Dragon and a few other bands had the same mana, but Hello Sailor seemed to be around more often and were more accessible to party-goers from Whangarei to Invercargill.

So, to answer Karl du Fresne’s question: Hello Sailor had the songs for Kiwi rockers that beautifully represented a time and a spirit . They personified and wrote about a  Ponsonby, Gisborne,  New Plymouth, Timaru and Invercargill  Kiwi-style “Summer of Love”!
The second reason for the public outpouring of grief was the individuals – Graham and Dave themselves.  Both flawed, Karl noted, as are we all.

Graham had the serious flaws – all born out of anxiety. Impossibly good-looking and in the early days, afraid to sing at all. He had an enormous talent as a songwriter – Billy Bold and Blue Lady – and a huge stage presence, but was riddled by doubt.
For someone of his vulnerability and personality type, drugs were the obvious solution (read Amy Winehouse.)

Graham’s excesses (and there were some spectacular public ones) were a part of the battle with himself. His friends completely understood that and helped time after time to clear up the collateral damage.
He had a lot of friends because if you had one relaxed funny conversation with Graham, the memory of it stays with you for a lifetime.
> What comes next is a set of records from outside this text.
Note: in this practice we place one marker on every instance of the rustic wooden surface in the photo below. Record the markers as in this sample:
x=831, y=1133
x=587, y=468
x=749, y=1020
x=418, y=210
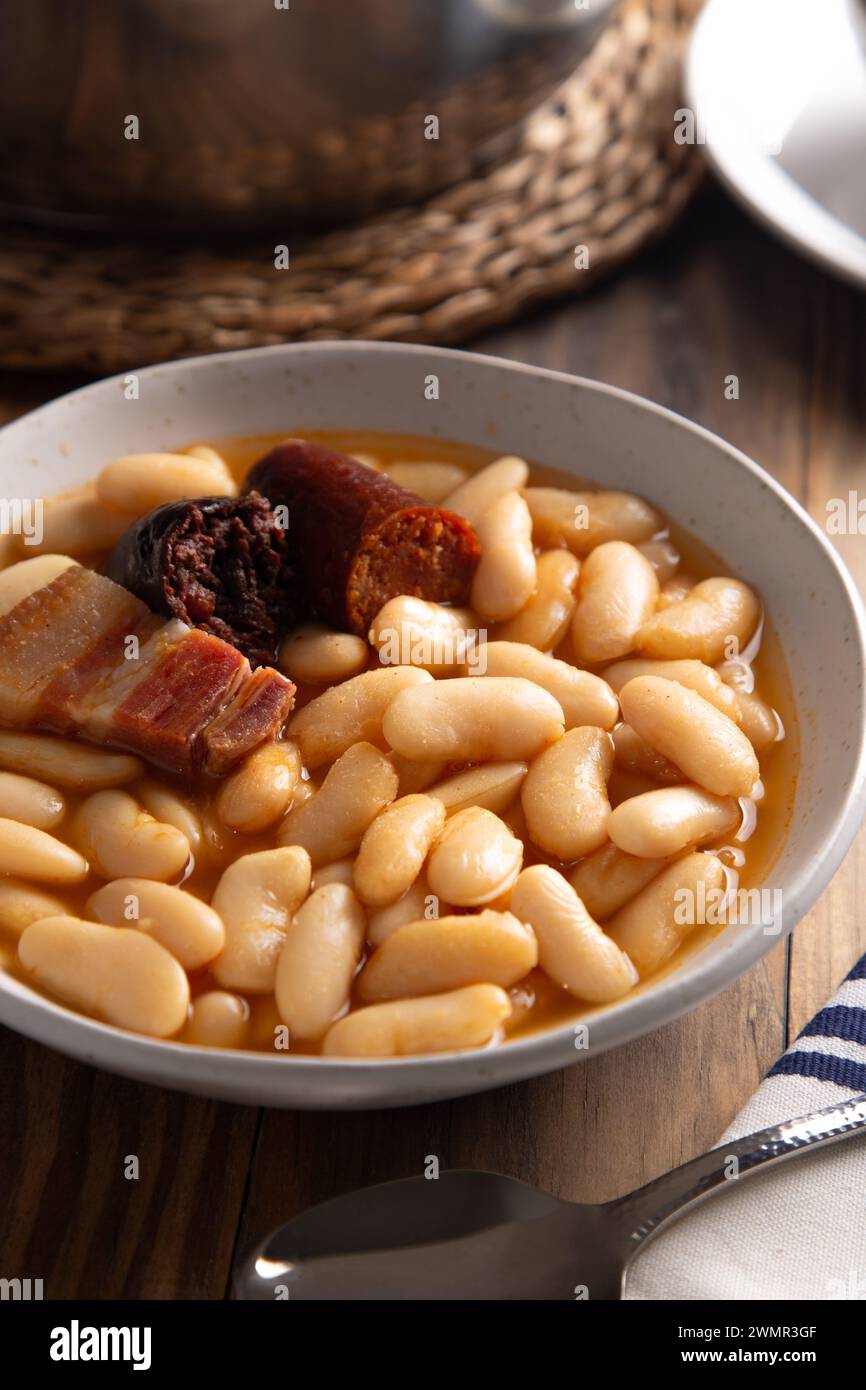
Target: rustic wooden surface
x=719, y=298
He was a lovely, troubled guy.

Dave McArtney was Graham’s twin, in my opinion. He loved Graham and backed him. They were like two soldiers on patrol. It was a brand of loyalty and understanding that the All Blacks can only dream about!
Thus the media coverage of both “rock funerals” was not out of order. Paul Simon wrote a song in which he says “every generation throws a hero up the rock charts.”

Dave and Graham were ours.

2 comments:

  1. Well said Mr McCormick. And Karl, good on You and respect for publishing it when others wouldn't :)

    ReplyDelete
  2. Karl's dominion post article, argued rather naively that Hello Sailor were a fairly marginal kiwi band, which failed to achieve international success, even in Australia, which Dragon managed and many other bands managed despite great excess and being drug riddled. Karl's view is that Hello Sailor were not really that talented. Not really, in most bands in which one or two musicians were druggies, most of the band were reasonably sober most of the time, and in many cases members who were sex addicts, ie Bill Wyman and Roger Daltery were not particularly into the bottle or needle. In the case of Jim Morrison, the first album, the Doors and the last LA Women, were recorded in the only two weeks of the last five years of Jimbos life, he was remotely sober. Sober Morrison and the band could record the songs, virtually live in one or two takes. When the Musics Over, was also taken in one straight 11 minute live take of Morrison singing straight onto the music tape.
    Hello Sailor was really a Rolling Stones type band and no New Zealand band ever developed past that sort of blues pop based music, because this society was too soft, small and egalitarian to support the harder Australian rock style of the Divinyls or Hodo Guru or Nick Cave or any Punk or New Wave band. To succeed in rock after 1978 you had to have an ambivalent or criminal look which no New Zealand male with the possible exception of Paul Hewsons could do or get away with.
    New Zealand's possibility of development was ended by Robert Muldoon and after that there was no way out of the cul de sac.